Saya kurang satu ujian lagi juga untuk bisa ikut ujian Kompre, dan ujian yang
dibutuhkan adalah ujian cabut. ‘Waaah gampang dong ujian cabut?’ ‘Enak tuh
ujian cabut doang’ ‘Ah masa ujian cabut doang ga bisa?’ Kesannya sih gitu. Kenyataannya
juga sama seperti teman saya tadi, saya berbulan – bulan juga mencari pasien
yang bisa saya jadikan pasien ujian. Mungkin saya yang terlalu selektif dan
hati – hati mencari pasien, karena sebenernya agak keder juga dapet dosen
penguji yang saya anggap ‘killer’. Sebenarnya saya sudah maju ujian dengan
beliau sekali, ngga berhasil karena time limitnya habis dan pasien akhirnya
diambil alih dikerjakan oleh dosen penguji. Ini sih memang kesalahan saya. Tapi
pas apes juga mungkin, mood dosen saya waktu itu sedang kurang baik, karena
dosen ini memarahi saya di depan pasien (Well, dimarahin dosen tentang kasus
pasien itu sudah seperti makanan kita sehari – hari). Tapi untuk pasien ya
mungkin kaget juga sih ya karena pasien saya sampai gemetaran takut dan saya
jadi ngga enak banget sama pasiennya. Setelah drama ujian pertama selesai, saya
harus mengulang ujian, artinya cari pasien lagi. Berhubung waktu terpotong
puasa (saat sedang puasa pasien tidak disarankan untuk melakukan pencabutan, setelah
buka puasa pasien lebih banyak memilih tarawih aja daripada ke dokter gigi) dan
libur lebaran, saya baru bisa cari pasien lagi setelah lebaran. Keliling sana sini,
minta teman sana sini akhirnya dapetlah saya kontak si pasien. Setelah pasien
saya datangkan dan saya rontgen, saya tinggal janjian jadwal ujian lagi dengan
dosen penguji (tetap dosen yang sama dengan yang sebelumnya). Jadwal sudah oke,
pas hari H pasien saya ngga ada kabar sama sekali. Dihubungi ngga bisa, dan
akhirnya saya batal ujian. Beberapa hari setelahnya pasien saya berkabar dan
mengatakan bahwa handphonenya rusak, ya tapi kalau sudah janji setidaknya
pasien bisa datang kan? Positive thinking aja, mungkin ngga bisa datang karena
lagi service handphone (?). Saya tanya lagi ke pasien bisa kapan untuk mengatur
jadwal kembali, dengan berbagai alasan mulai dari sibuk panitia ospek, pulang
kampung idul adha, sedang haid (ya memang kalau sedang haid juga tidak terlalu
dianjurkan melakukan pencabutan), sampai pasien kembali tidak bisa dihubungi
hampir dua minggu sehingga molorlah jadwal ujian saya sampai sudah hampir dua
bulan berlalu. Masalahnya untuk kembali nyari pasien dari awal lagi itu nggak
mudah, udah punya pasien pun kadang pasiennya ngga kooperatif seperti ini ya
menghambat sekali.
Ya begitulah drama dibalik kehidupan
koas kita. Ngga semuanya lancar seperti yang dilihat orang dari luar. Ngga
semuanya gampang segampang orang – orang yang sering bertanya “KG kan cuma
ngurusin gigi doang? Kok koasnya lama?” Hahaha, sering banget ditanya begini.

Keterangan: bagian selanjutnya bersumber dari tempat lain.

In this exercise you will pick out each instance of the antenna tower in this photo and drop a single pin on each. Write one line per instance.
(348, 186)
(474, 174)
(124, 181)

People always judge the book by its cover. They don’t know you until they in exactly the
same position with you. And you don’t have to make sure about how far
they know you. Jadi yaudah, jalani aja prosesnya dengan ikhlas. Terkadang kita
terlalu sibuk memperhatikan bagaimana jalan hidup orang lain terlihat begitu
mudah, sehingga lupa bersyukur dan menyadari bahwa setiap apapun yang kita
lewati itu selalu ada maksud dan tujuannya dari Yang di Atas. Seperti kata
teman saya tadi, setiap orang mempunyai kelokan dan kerikil yang berbeda. And we
are blessed in different ways. Barakallah.
Nb: Sampai tulisan ini dipost, saya belum jadi ujian cabut lagi. Kali
ini karena jadwal dosennya yang tugas keluar kota. Hiks. Tapi tetap ya semangat
karena perjuangan masih belum berakhir.